The same analysis for alpha and delta cells showed prediction accuracies for nondiabetic, pre-T2D and T2D close to randomness (Extended Data Fig. 5f–i, scenario 1, Extended Data Fig. 5c), suggesting that alpha and delta cells from nondiabetic, pre-T2D and T2D donors are indistinguishable.

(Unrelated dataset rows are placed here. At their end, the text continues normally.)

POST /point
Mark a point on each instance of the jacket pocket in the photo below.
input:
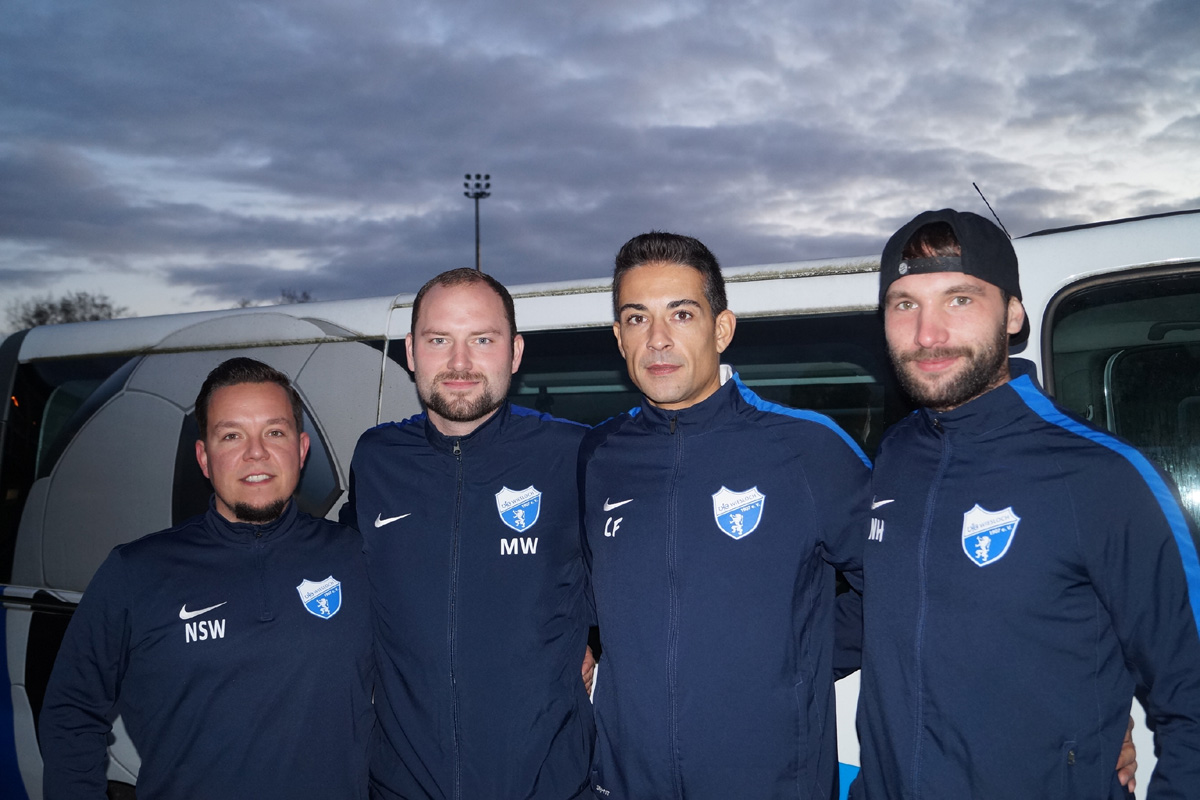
(1068, 756)
(809, 738)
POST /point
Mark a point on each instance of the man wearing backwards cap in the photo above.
(1025, 571)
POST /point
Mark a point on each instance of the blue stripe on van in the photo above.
(1042, 405)
(749, 396)
(11, 783)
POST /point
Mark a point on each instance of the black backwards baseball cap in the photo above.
(987, 254)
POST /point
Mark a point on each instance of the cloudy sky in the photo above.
(181, 156)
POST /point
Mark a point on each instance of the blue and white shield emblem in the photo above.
(987, 535)
(738, 512)
(323, 599)
(519, 510)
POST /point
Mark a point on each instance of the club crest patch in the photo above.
(738, 512)
(519, 510)
(322, 599)
(987, 535)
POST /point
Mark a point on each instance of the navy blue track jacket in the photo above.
(238, 655)
(480, 603)
(713, 533)
(1024, 573)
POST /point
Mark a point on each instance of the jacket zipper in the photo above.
(923, 588)
(673, 619)
(453, 632)
(265, 614)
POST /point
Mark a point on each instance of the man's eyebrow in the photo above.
(237, 425)
(966, 288)
(673, 304)
(430, 331)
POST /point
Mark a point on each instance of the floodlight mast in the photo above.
(477, 192)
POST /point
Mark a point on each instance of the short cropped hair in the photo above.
(244, 371)
(671, 248)
(937, 240)
(465, 276)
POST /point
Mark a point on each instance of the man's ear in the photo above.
(202, 457)
(726, 323)
(304, 447)
(1015, 316)
(517, 352)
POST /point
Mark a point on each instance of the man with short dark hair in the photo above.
(714, 523)
(469, 515)
(237, 645)
(1025, 571)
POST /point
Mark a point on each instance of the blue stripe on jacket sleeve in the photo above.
(811, 416)
(1043, 407)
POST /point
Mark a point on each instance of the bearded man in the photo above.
(1025, 571)
(469, 517)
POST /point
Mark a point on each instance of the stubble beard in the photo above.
(462, 408)
(987, 367)
(259, 515)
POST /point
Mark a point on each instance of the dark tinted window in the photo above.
(833, 364)
(1126, 354)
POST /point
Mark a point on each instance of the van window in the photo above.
(1125, 353)
(833, 364)
(48, 401)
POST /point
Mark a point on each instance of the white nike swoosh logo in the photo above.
(186, 614)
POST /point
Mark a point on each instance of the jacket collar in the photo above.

Through reiterative training and testing on beta cells from only nondiabetic and T2D donors (Extended Data Fig. 5j), we next established a classifier capable of distinguishing beta cell subtypes enriched in nondiabetic (beta-1) and T2D (beta-2) donors (Supplementary Table 5) and calculated their relative abundance in each donor (Fig. 2b). Whereas beta-1 cells were the predominant subtype in the nondiabetic state (67.2 ± 2.8% beta-1 versus 32.7 ± 2.8% beta-2), beta-2 cells were the more abundant subtype in T2D (28.3 ± 3.7% beta-1 versus 71.7 ± 3.8% beta-2; Fig. 2c). Comparison with samples from pre-T2D donors showed that the subtype shift mostly occurred between pre-T2D and T2D (Fig. 2c). In individual donors, beta-2 cell abundance positively correlated with hemoglobin A1c (HbA1c; Pearson’s R = 0.78; Fig. 2d), which is an index for long-term glycemic control. The percentage of beta-2 cells was unrelated to sex, body mass index (BMI) or the islet index as a technical confounding factor but showed a nominal but small positive correlation with age (Extended Data Fig. 6a–d).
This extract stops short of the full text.